Il 50% delle risorse è allocato prioritariamente a:
- programmi di conservazione gestiti da popoli indigeni;
- rafforzamento delle capacità tecniche nelle nazioni “megadiverse”, cioè più ricche di biodiversità;
- progetti di rimpatrio digitale delle sequenze genetiche.
Il restante 50% finanzia:
- il Quadro Globale per la Biodiversità di Kunming-Montreal;
- meccanismi di verifica tecnico-scientifica;
- piattaforme di condivisione open access per DSI non commerciali.

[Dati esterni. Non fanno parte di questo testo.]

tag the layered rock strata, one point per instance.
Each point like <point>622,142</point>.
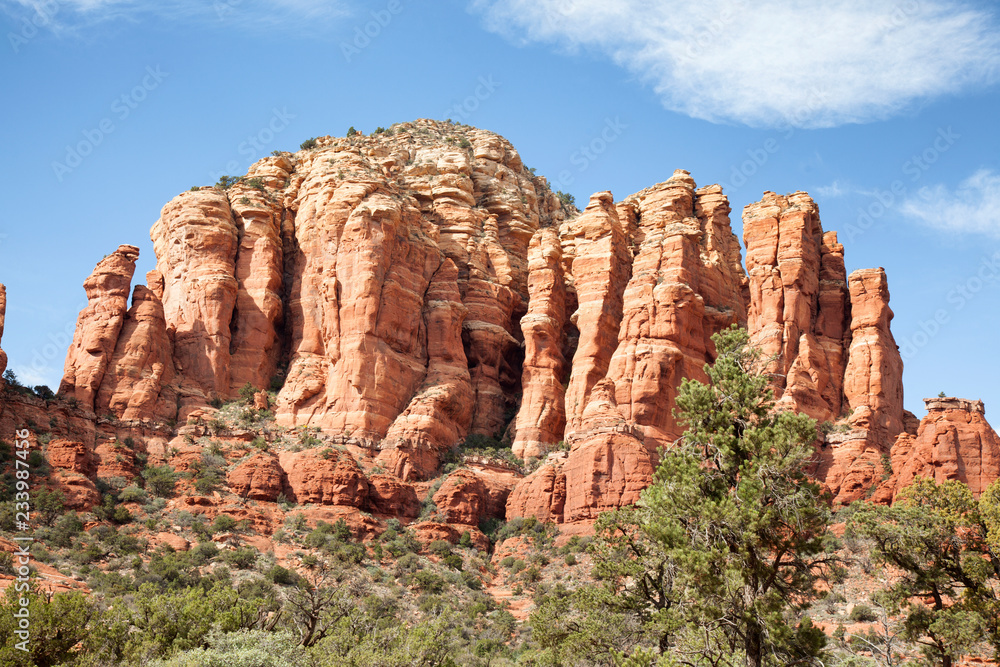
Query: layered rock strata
<point>419,286</point>
<point>954,442</point>
<point>99,324</point>
<point>799,309</point>
<point>3,315</point>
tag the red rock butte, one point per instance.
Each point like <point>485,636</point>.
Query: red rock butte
<point>421,285</point>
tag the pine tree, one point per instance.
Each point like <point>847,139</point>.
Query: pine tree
<point>945,543</point>
<point>725,544</point>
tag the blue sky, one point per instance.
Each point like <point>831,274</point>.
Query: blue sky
<point>886,115</point>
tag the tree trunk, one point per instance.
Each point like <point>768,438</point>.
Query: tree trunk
<point>754,647</point>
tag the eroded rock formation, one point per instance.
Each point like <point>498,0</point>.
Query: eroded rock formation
<point>799,308</point>
<point>98,325</point>
<point>3,314</point>
<point>954,442</point>
<point>417,287</point>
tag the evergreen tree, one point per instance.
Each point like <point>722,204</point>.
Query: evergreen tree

Le stime preliminari indicano una mobilitazione di 5-7 miliardi dollari l’anno entro il 2030. Sufficienti a coprire il 15% del fabbisogno finanziario del KMGBF. Integrando, così, i tradizionali flussi di aiuti.
Monitoraggio e roadmap
La COp16 di Roma ha stabilito meccanismi precisi per garantire monitoraggio e trasparenza al processo di tutela della biodiversità verso gli obiettivi 2030.
I delegati hanno adottato un sistema denominato PMRR (Planning, Monitoring, Reporting and Review), che introduce:
- indicatori armonizzati per misurare i progressi sui 23 target del KMGBF;
- una piattaforma unificata per integrare i dati governativi con quelli di attori non statali;
- una revisione scientifica indipendente delle metodologie di reporting.
La roadmap di attuazione dell’accordo di Roma della COP16.2 prevede, tra le tappe principali:
- la ratifica nazionale degli impegni finanziari entro settembre 2025;
- l’avvio operativo del Fondo Cali nel 1° trimestre 2026;
- il 1° rapporto globale sullo stato di attuazione nel 2027.